Our key-replacement procedure also handles cases where a particular key is compromised.

Without loss of generality, let $X_1$ be the host whose key <$P{K}_1^1$, $S{K}_1^1$> needs to be replaced. However, we wish to keep its identity $X_1$. Previously, we have used $r_1^1$ as the smallest integer such that $S{K}_1^1$ = $f(X_1+r_1^1)$ = d + $R(X_1+r_1^1)\left(modN\right)$ has a public-key component $P{K}_1^1$. Now, choose the next higher integer $r_1^2$ such that $S{K}_1^2$ = $f(X_1+r_1^2)$ = d + $R(X_1+r_1^2)\left(modN\right)$ has a public-key component $P{K}_1^2$.

Once new keys are found for $X_1$, the hash-polynomial is recomputed. The polynomial is securely communicated to all existing and active nodes, through the multicast tree architecture discussed in the following section. Whenever a decommissioned node uses its old keys to launch a replay attack, it may not able to communicate with the existing nodes, as existing nodes use its new keys.

Whenever a key is compromised, we follow a procedure similar to the “key revocation” algorithm to generate a new pair of keys.

Since our protocol involves strict admission control using multicast tree, any node with identity $X_i$ being suspended in connecting to the multicast service network can be enforced easily.

4. Core Based Multicast Tree

In networking terminology, multicasting is a group communication where data-transmission is addressed to a group of hosts, rather than to individuals. There are many multicast routing protocols available for IP networks, such as Core-based tree (CBT), Distance Vector Multicast Routing Protocol (DVMRP) and Protocol Independent Multicast (PIM). Each of these protocols has its own strengths and weaknesses.
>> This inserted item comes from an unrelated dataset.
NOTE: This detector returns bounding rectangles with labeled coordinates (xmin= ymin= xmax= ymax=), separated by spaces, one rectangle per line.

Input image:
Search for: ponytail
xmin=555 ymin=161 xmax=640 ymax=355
The heart of a multicast protocol is the creation of a delivery tree (called multicast delivery tree) through which multicast data packets are delivered to end-hosts. DVMRP and PIM may create as many delivery trees as the number of senders. This architecture may be useful in one-to-many communications such as video broadcasting, but may not be efficient in many-to-many communications.

There are four variants of PIM [2] based on whether they are working on a dense or sparse mode. The two modes are used based on the size of the network in order to minimize the communication cost. They are: PIM Sparse Mode (PIM-SM), PIM Dense Mode (PIM-DM), Bidirectional PIM (Bidir-PIM) and PIM Source-Specific Multicast (PIM-SSM).

Core-based tree was introduced by Ballardie et al. [12]. His main motivation for the work is to make IP multicast scalable. This is by constructing a tree of routers from one or more core nodes. The location of these core nodes is statically configured by the network administrator. Other routers in the network are added dynamically as new members join the multicast group.

In this paper, we considered CBT for the construction of our multicast tree due to its advantages over DVMRP and PIM. For each in a multicast group communication, DVMRP and PIM construct shortest-path trees or a combination of a shortest-path tree and a unidirectional shared tree. This requires the multicast tree routers to keep as much state-information as that of the number of senders. However, there is a single delivery tree in CBT, irrespective of the number of senders. Thus, there is a reduction of state information that needs to be maintained at each router.

In a dense network, shared tree may have some potential disadvantages. If every sender uses the same shared tree, then the traffic along the shared links could be heavy. This is not the case if separate trees are used by the sources. However, in our case, every network device needs to transmit to every other network devices in the multicast tree. Thus, shared tree is the most preferable one.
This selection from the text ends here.